If you travel to Southampton by train a lot, as I do, you may know about Gusto Lounge. Or Buon Gusto as it was known a few years back — when we last reviewed it, at any rate!
Since it changed names, I’ve never been tempted to revisit. Not until our former columnist and frequent guest diner Connor Mackay suggested it as the venue for our next review. I couldn’t say “no”.
The layout of the restaurant was quirky to say the least. There is no word in the English language for the shape of the restaurant floor. Furthermore, it was not entirely clear at a glance which areas are for customers and for staff.

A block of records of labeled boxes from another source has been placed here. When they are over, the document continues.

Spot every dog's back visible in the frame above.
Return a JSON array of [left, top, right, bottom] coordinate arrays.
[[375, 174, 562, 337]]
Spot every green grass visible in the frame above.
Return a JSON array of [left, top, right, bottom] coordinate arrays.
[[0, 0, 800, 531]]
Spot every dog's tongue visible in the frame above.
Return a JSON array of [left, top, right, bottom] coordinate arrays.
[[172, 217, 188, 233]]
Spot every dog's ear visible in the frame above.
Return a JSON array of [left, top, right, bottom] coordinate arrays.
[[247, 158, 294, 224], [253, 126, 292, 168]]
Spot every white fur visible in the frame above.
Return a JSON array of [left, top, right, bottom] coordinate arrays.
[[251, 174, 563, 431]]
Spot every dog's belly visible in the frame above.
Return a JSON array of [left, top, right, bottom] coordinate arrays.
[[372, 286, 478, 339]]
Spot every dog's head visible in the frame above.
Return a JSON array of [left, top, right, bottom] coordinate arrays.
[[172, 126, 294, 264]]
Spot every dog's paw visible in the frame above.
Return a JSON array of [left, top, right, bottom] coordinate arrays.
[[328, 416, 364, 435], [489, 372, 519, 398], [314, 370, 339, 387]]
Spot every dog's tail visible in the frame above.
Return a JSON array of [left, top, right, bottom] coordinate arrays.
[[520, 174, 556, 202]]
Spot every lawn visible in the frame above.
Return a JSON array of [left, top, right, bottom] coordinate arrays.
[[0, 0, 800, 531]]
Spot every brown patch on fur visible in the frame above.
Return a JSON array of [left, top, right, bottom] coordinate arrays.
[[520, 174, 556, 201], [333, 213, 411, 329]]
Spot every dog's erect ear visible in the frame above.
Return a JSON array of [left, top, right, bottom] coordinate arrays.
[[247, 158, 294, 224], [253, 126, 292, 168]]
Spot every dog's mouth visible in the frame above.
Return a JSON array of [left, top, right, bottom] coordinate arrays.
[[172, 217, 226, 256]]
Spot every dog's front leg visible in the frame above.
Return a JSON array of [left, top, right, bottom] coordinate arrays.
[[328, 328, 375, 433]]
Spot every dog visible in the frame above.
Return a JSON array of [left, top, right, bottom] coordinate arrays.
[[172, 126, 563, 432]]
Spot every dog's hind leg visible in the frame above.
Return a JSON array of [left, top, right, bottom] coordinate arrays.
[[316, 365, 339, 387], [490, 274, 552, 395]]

Being a restaurant manager himself by occupation, Connor was dismayed by how dirty and dusty the restaurant was. I established there is a fine line between shabby chic and lack of TLC. With several instances of chipped wall and cracked paintwork, we agreed Gusto Lounge falls into the latter category. Not to mention the amount of cables and wires lining the walls. I felt in danger of getting plugged into the mains, or at the very least, electrocuted.
To further twist the knife, mine and Connor’s visit had been rather ill-timed. Turns out the menu was changing the day after our visit, so the current selection was limited. That is to say, pretty much everything interesting on the outgoing menu was unavailable.

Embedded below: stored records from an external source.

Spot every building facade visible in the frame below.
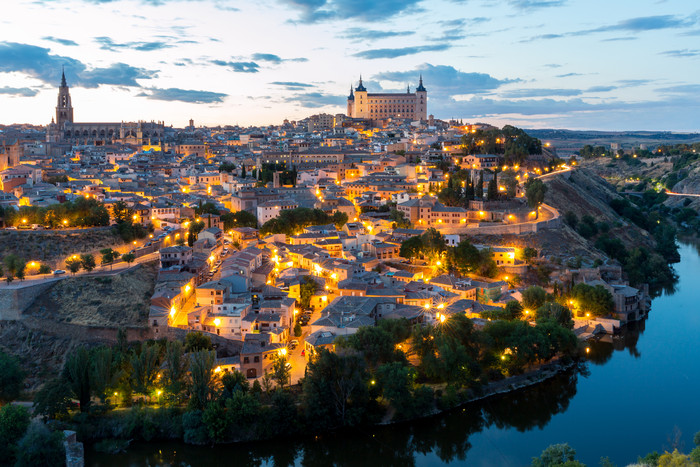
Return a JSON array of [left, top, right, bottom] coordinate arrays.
[[348, 76, 428, 120], [46, 73, 165, 145]]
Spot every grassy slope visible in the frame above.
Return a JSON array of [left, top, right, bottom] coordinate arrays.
[[25, 262, 158, 326]]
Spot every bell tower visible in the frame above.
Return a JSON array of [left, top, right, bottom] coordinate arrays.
[[56, 66, 73, 130]]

I remember being utterly spoilt for choice when we reviewed this place as Buon Gusto. This was a stark difference and a major disappointment. But given it was Sunday, Connor and I decided to divert from the à la carte menu and go for a Sunday Roast. That of a Lamb Shank to be more precise.

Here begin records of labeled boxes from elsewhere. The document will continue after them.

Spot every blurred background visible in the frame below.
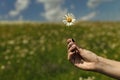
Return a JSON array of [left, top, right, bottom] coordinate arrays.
[[0, 0, 120, 80]]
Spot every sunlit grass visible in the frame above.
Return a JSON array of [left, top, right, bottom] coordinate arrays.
[[0, 22, 120, 80]]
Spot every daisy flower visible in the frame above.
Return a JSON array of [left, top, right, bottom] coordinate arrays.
[[63, 13, 76, 26]]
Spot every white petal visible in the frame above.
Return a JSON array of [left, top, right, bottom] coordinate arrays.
[[63, 20, 67, 24], [72, 19, 76, 22]]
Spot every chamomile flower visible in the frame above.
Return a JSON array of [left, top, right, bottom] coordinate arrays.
[[63, 13, 76, 26]]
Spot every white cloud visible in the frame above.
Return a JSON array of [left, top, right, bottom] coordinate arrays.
[[9, 0, 30, 17], [87, 0, 114, 8], [80, 12, 97, 21], [37, 0, 67, 21]]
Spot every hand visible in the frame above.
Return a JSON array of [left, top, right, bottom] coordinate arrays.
[[67, 39, 99, 70]]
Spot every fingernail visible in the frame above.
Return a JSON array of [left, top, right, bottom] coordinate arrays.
[[72, 39, 75, 42]]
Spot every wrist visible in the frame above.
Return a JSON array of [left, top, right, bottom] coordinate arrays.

Now this is where the restaurant redeemed itself. To start with, that’s not a bad portion for something in the £14 region, is it? I had to criticise to myself the serving of a Yorkshire Pudding with lamb. That’s down to my reluctance to deviate from tradition, mind you. It was still very nice.
Much as the entire dish was delicious as a whole, Connor and I agreed upon singling out two elements for particular commendation.
Firstly, the Cauliflower Cheese that arrived amid the mass of vegetables. It was more of a white sauce in terms of flavour and consistency than cheesy. But that scores major points with me. Given there was gravy as well, I felt the two sauces complemented one another beautifully.
Then there was the lamb itself. If the lamb meat literally falls off the bone, they’ve done it correctly. Here we had a prime example. It was divine. Full of pure flavour and succulence. There is nothing more to say.
A mixed bag of a dining experience when you weigh it up. First-class quality food served in a sub-standard setting. The service wasn’t atrocious, but was only as good as it felt it had to be. While it wouldn’t be the first restaurant I’d recommend visiting in Southampton, I certainly wouldn’t deter anyone from trying it out. Connor and I said we would like to see how it fares with its new menu. Maybe they might impress across the board?